Image a table with a generated column like this:
CREATE OR REPLACE FUNCTION extract_first_name(p_name text) RETURNS text
LANGUAGE SQL IMMUTABLE
AS $$
SELECT split_part(p_name, ' ', 1);
$$;
CREATE TABLE customers (
id serial,
name text,
first_name text GENERATED ALWAYS AS (extract_first_name(name)) STORED
);
Later someone finds that the extract_first_name
function is too simplistic and needs to be changed. It's then updated, but the values in the first_name
column stays the same. How do we in the simplest and most efficient way recompute all the values in the first_name
column to use the latest version of the function w/o locking the table?
A generated column is 'computed' on 2 events. When the row is Inserted and when the underlying column is Updated. Thus you need to Update every row with something like
Update customers
set name = name;
This will, as needed, update every row in the table. But as Postgres uses a MVCC model this will not block others from selecting during the operation.

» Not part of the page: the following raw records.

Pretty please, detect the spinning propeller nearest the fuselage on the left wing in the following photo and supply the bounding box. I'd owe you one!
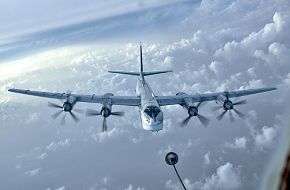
[86,107,124,132]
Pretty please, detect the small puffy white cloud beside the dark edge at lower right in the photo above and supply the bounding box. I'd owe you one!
[255,126,277,149]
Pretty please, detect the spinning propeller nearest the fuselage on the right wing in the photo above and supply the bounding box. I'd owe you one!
[181,102,210,127]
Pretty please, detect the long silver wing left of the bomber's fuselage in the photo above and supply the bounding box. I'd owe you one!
[8,88,140,106]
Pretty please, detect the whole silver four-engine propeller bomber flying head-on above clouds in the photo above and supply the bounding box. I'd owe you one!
[8,44,276,132]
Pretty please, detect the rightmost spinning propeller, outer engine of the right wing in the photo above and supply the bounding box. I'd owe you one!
[212,96,247,122]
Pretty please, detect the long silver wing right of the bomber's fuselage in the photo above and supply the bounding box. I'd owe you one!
[156,88,277,106]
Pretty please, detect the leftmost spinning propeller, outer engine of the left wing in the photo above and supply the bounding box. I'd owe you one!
[48,101,83,125]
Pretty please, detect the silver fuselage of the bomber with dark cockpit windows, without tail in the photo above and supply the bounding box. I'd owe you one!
[136,77,163,132]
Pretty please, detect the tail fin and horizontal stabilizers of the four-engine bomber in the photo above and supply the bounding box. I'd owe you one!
[108,42,172,80]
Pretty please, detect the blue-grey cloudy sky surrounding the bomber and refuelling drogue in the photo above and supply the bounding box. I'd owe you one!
[0,0,290,190]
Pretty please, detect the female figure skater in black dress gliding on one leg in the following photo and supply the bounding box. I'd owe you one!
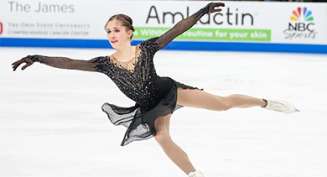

The main advantage of using the MVCC model of concurrency control rather than locking is that in MVCC locks acquired for querying (reading) data do not conflict with locks acquired for writing data, and so reading never blocks writing and writing never blocks reading. PostgreSQL maintains this guarantee even when providing the strictest level of transaction isolation through the use of an innovative Serializable Snapshot Isolation (SSI) level.
However, you will need to lookout for deadlocks if you continue to allow updates during this process.